In 1928, the maharaja ordered a diamond necklace made of round, circumferential links from Cartier to fit close to the neck. In the middle there is a large, yellow diamond that is sure to have come from the maharaja's possession. These stones were later removed and it took eight months for the restoration to find appropriate replacements. The reconstructed necklace was then shown for the first time at the Biennale des Antiquaires in.

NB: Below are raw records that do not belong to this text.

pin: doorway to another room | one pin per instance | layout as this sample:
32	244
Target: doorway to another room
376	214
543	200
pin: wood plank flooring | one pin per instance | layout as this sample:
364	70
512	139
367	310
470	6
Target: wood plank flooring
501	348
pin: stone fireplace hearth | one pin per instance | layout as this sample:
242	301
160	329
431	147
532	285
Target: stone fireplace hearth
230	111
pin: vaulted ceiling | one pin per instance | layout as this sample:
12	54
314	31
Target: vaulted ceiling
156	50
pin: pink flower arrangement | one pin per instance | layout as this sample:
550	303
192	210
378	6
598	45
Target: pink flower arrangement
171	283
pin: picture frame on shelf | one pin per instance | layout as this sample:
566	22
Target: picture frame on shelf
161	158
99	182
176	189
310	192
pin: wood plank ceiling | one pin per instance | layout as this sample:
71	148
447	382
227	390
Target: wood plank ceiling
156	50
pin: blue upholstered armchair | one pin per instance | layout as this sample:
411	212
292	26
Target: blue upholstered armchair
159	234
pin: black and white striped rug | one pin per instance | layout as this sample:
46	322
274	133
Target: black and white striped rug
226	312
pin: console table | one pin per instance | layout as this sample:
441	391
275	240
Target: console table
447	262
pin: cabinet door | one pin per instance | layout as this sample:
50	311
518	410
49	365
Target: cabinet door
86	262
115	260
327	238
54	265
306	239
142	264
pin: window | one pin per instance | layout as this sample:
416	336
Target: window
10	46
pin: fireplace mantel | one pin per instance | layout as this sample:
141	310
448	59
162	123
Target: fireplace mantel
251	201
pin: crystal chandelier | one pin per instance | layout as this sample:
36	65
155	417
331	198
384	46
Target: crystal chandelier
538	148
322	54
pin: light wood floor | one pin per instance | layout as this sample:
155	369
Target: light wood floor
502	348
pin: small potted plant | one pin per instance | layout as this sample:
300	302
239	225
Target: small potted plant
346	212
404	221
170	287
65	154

Above in the picture Yadavindra Singh, who shows another remarkable piece of jewelery in the picture, the famous necklace with the "De Beers", a golden yellow diamond of 234.5 carats. The story of this necklace is an adventure that could not have been better described in a detective novel. It stands for the "Golden Twenties", in which the splendor and splendor of the Maharajas fully unfolded for the last time. Princely celebrations, splendid weddings and all the wealth with which the Singh family surrounded themselves are documented in the family archive of the Maharajah. After the Great Depression of 1929 and the collapse of the British colonial empire, this fairytale world is doomed. And when the government of Indira Gandhi passed a law abolishing the state treasury in 1971, the maharajas lost their titles and privileges for good. Jewelry was no longer allowed to be brought out of the country. In the trials and tribulations of this period of upheaval, the necklace of Patiala disappeared.

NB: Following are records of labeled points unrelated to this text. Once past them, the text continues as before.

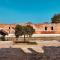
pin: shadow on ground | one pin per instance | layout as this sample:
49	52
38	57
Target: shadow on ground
50	53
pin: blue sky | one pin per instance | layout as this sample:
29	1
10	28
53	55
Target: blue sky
35	11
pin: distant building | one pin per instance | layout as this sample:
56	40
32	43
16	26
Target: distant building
39	28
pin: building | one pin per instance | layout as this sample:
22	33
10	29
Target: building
45	28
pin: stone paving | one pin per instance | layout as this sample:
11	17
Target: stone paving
45	50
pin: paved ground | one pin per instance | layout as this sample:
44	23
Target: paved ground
44	50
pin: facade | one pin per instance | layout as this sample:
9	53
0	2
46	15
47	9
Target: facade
39	28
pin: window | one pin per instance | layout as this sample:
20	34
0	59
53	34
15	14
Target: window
52	28
9	27
45	28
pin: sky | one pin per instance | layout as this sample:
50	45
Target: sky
22	11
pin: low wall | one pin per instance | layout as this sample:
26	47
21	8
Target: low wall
6	44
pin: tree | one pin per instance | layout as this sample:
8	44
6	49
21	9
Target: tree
30	30
23	30
18	31
55	18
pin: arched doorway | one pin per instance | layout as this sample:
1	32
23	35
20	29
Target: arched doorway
2	35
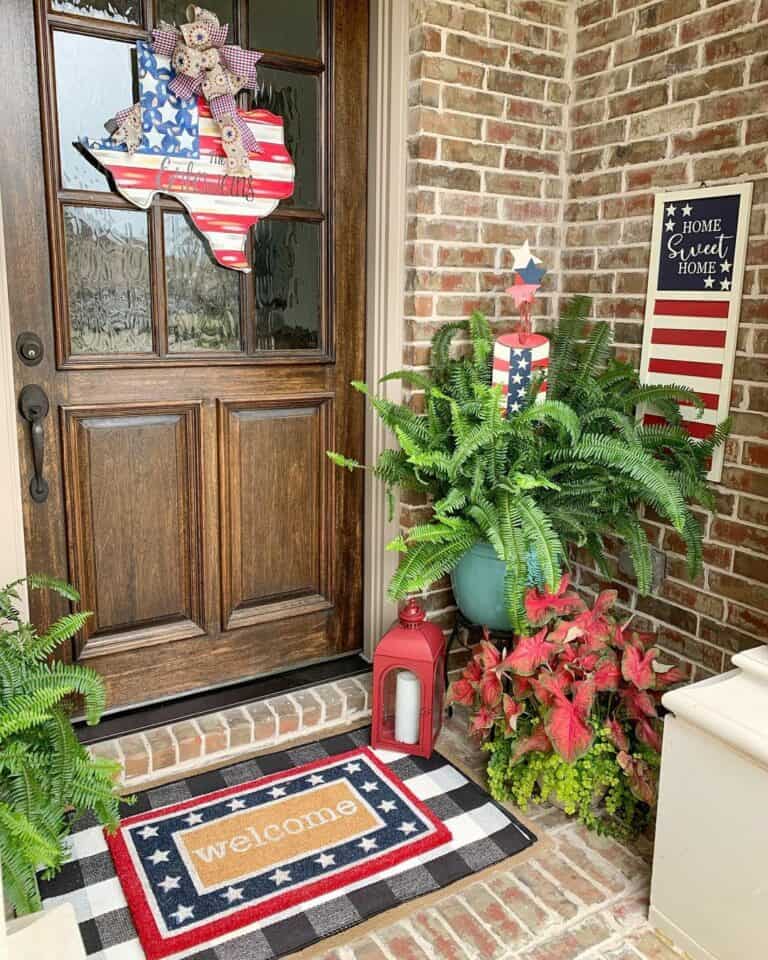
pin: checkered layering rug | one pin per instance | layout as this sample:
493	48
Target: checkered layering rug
265	858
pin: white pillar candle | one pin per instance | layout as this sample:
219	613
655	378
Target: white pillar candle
407	707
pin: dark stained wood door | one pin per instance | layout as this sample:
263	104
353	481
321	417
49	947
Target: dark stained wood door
191	501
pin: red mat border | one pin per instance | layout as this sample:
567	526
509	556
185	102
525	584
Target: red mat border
157	947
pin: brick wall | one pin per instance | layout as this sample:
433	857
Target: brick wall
486	168
558	121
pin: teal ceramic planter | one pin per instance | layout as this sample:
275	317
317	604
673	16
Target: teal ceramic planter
478	585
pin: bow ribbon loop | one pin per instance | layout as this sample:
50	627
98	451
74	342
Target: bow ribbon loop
204	63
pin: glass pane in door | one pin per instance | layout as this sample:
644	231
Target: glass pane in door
295	98
287	281
291	26
121	11
94	79
203	297
107	257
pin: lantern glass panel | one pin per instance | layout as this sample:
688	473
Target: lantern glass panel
401	706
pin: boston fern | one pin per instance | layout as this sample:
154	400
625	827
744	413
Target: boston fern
45	773
571	470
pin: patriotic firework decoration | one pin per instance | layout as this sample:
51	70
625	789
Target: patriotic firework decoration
694	299
187	138
521	358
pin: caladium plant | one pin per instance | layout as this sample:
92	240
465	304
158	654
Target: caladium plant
582	686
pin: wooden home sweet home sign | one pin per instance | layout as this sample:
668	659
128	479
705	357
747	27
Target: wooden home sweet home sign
698	250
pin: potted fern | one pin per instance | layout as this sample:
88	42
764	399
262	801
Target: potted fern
46	775
513	495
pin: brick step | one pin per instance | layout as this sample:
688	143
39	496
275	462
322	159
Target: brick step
216	739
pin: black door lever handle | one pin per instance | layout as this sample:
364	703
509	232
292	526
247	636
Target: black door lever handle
34	406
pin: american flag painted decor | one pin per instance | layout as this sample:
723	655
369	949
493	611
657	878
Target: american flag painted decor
694	300
181	155
518	359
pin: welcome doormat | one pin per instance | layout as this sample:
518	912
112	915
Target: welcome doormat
267	857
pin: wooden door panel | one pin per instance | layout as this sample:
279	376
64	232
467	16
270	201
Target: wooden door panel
275	487
132	481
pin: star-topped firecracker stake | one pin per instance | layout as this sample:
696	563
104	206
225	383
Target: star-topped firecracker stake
521	358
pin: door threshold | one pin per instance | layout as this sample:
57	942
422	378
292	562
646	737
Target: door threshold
159	714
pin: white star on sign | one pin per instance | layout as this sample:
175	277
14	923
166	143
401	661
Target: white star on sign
186	140
232	894
183	913
170	883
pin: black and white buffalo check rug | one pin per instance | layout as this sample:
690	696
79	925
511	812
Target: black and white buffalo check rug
267	857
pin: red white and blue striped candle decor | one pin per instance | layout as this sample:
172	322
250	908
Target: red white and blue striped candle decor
187	138
520	357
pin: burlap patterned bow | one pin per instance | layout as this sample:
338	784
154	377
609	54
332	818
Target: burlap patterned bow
204	63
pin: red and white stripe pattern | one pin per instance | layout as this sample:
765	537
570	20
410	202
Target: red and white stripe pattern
517	360
222	207
686	345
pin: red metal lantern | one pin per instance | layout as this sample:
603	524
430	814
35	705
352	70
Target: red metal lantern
409	685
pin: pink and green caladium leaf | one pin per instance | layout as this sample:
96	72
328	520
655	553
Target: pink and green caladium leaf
638	703
619	737
647	732
462	692
566	722
529	654
637	667
541	606
538	741
512	711
607	674
640	777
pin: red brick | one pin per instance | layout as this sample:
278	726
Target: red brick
720	20
711	138
636	100
736	45
659	13
702	84
604	33
744	591
643	45
468	48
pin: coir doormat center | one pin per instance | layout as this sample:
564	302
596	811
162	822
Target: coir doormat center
266	857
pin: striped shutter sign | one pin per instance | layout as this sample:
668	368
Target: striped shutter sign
694	300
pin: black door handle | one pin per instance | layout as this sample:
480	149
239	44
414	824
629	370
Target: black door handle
33	404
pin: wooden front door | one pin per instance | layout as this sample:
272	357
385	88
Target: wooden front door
190	407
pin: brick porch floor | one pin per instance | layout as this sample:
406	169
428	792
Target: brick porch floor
577	896
582	896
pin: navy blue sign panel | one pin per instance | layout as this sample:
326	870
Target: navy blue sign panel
698	242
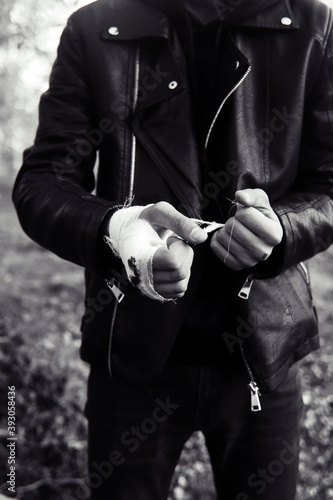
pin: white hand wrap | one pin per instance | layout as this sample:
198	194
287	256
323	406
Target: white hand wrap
135	241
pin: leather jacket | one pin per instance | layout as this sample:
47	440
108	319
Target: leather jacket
119	87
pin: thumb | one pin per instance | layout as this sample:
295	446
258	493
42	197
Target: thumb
165	215
256	198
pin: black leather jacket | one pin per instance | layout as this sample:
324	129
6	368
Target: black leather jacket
119	86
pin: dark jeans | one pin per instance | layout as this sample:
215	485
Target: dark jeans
135	441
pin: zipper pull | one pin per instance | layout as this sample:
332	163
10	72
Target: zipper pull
255	396
119	295
244	293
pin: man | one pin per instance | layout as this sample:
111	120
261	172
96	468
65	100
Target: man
201	111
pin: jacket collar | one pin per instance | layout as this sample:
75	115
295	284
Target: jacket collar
134	20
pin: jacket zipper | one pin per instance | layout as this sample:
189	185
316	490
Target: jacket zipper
113	284
223	103
253	386
246	289
135	102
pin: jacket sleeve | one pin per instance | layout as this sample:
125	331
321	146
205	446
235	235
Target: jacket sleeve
52	192
306	214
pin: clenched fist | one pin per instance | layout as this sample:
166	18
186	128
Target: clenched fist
251	235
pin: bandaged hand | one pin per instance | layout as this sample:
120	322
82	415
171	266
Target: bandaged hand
250	236
153	243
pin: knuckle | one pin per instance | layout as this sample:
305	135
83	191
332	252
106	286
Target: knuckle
162	206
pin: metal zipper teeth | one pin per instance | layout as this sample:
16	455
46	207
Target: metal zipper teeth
306	272
135	102
130	192
223	103
113	320
246	363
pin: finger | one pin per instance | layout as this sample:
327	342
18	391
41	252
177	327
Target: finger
224	254
172	290
267	229
165	215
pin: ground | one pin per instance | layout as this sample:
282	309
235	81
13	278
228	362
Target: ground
40	309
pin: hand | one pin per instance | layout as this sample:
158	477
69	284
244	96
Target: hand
251	235
172	265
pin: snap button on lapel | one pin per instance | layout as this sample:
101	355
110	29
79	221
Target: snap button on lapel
114	31
173	85
286	21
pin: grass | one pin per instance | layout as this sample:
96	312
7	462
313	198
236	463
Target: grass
40	308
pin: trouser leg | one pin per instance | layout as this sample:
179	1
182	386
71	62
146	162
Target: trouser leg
135	440
255	455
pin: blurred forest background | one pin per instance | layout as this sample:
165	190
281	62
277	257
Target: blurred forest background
41	303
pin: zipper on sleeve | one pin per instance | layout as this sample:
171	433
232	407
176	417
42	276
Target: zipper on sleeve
114	285
135	102
245	291
253	386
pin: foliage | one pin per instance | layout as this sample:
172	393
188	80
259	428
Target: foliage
41	304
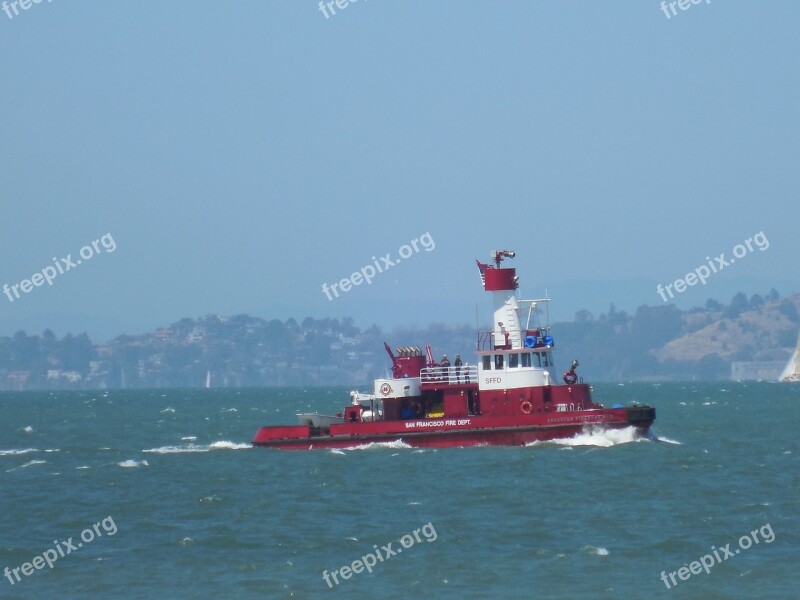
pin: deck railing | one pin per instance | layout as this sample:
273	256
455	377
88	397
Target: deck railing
450	375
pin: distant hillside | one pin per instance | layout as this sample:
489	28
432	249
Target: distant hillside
656	343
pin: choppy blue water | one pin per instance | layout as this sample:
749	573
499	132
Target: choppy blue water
196	512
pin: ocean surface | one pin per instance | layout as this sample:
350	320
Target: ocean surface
167	499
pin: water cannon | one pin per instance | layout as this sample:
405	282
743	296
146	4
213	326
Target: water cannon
499	255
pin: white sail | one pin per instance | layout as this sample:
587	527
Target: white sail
792	370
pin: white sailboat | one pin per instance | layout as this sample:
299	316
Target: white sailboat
792	370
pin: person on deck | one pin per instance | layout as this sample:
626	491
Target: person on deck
445	365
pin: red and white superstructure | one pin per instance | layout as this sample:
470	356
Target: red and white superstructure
510	397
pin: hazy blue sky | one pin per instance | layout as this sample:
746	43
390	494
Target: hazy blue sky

The Maharani of Patiala, Yadavindra Singh's wife, owned one of the beautiful Lovers knot tiaras
Patiala Diamond Collar | Famous Mughal India Jewels
The collar of white and yellow diamonds was made by Cartier for the Maharaja of Patiala, using the maharaja diamonds, who gave Cartier the biggest single commission ever received from one client. In requesting Cartier Paris remodel his crown jewels between 1925 and 1928. It also includes the "bib" - the large and colossal diamond necklace of traditionel Indian form with multiple strands, but set in platinum, instead of gold., Incorporating the 234.69 carat De Beers diamond. It passed to his heir above in the photo, wearing this necklace. Yadavindra Singh Maharaja from Patiala pictured in 1941 in all his splendor with jewels, diamonds and ropes of pearls from his treasure. Yadavindra Singh 1913-1974, was Punjabi Indian royalty of the princely state of Patiala.

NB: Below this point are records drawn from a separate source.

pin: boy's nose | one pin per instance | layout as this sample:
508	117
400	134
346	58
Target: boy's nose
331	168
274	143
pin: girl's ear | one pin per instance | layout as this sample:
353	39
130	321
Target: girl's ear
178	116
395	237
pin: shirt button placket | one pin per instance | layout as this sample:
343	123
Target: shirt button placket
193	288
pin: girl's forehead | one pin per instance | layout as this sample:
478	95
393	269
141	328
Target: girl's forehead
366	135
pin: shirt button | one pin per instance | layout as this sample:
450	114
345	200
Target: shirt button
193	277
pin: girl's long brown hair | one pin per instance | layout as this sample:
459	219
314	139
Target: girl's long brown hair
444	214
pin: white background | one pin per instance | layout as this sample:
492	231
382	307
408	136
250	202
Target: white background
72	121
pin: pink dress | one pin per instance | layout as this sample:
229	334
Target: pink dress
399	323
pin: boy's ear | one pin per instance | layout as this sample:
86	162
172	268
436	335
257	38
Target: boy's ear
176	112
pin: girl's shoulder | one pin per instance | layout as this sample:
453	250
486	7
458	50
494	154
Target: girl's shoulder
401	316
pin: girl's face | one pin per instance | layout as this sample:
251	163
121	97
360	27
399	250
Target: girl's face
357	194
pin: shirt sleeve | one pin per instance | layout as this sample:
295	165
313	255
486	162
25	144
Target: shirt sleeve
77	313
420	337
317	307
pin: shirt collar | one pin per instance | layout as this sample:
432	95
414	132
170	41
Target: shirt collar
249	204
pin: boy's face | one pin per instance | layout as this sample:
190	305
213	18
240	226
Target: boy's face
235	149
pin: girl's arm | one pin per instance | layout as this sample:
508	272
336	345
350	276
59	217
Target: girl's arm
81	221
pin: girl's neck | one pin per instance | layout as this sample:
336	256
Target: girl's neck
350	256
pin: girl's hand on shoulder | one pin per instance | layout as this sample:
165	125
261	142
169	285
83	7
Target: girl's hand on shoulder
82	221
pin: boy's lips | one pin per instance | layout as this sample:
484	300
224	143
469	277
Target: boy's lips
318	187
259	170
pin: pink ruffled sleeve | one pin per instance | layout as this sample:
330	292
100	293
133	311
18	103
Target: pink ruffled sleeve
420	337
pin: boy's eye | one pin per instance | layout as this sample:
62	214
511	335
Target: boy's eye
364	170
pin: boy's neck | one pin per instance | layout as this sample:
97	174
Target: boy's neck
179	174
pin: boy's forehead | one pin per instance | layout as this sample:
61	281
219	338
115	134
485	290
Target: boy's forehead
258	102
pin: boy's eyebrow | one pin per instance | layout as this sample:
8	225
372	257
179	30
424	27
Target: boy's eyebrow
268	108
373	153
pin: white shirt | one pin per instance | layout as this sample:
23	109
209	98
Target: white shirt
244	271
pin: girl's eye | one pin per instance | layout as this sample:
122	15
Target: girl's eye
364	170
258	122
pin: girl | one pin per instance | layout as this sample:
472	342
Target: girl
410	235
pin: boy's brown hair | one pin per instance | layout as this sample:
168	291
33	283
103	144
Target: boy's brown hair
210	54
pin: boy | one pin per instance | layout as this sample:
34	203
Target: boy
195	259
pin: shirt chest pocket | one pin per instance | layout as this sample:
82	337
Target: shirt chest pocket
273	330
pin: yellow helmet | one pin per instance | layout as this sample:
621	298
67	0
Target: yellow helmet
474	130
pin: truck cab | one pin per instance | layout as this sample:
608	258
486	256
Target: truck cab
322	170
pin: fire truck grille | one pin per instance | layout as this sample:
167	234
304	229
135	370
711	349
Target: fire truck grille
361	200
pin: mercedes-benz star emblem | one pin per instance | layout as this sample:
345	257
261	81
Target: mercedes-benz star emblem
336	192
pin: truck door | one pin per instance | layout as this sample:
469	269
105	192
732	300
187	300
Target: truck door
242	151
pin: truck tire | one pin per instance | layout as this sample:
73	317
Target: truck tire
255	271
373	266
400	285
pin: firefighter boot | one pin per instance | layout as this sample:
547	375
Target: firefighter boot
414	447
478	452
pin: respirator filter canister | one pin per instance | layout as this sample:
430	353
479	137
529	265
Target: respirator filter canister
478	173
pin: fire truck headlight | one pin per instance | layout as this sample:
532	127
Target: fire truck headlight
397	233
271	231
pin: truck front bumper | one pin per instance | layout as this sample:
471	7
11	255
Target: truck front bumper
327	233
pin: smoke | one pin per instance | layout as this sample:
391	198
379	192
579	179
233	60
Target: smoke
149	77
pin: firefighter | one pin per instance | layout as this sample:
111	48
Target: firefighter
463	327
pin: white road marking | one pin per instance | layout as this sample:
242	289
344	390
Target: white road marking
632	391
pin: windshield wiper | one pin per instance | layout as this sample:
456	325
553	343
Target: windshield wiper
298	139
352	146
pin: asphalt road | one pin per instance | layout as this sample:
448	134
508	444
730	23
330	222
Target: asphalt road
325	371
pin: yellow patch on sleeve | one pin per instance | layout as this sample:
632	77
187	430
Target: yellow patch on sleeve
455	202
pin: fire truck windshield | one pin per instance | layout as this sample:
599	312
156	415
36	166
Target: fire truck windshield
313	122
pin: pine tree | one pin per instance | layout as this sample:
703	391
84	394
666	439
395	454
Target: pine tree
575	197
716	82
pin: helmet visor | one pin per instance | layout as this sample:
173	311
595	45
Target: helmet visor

He succeeded his father, Bhupinder Singh, as the Maharaja of Patiala on 23 March 1938, but agreed to the incorporation of the princely state into India on 5 May 1948. He was Rajpramukh of the new Indian state of Patiala and East Punjab States Union until it was merged with Punjab in 1956.
Rosita Forbes discribed a visit to the Patiala armory in 1939: the famous Patiala emeralds, each as large as a dessert spoon and a necklace which, when I tried it on, covered half my person with steams and lakes of damonds, It was set by Cartier and contained pink, yellow, greenish and what I should call pale brown diamonds, all as large as my thumb-nails.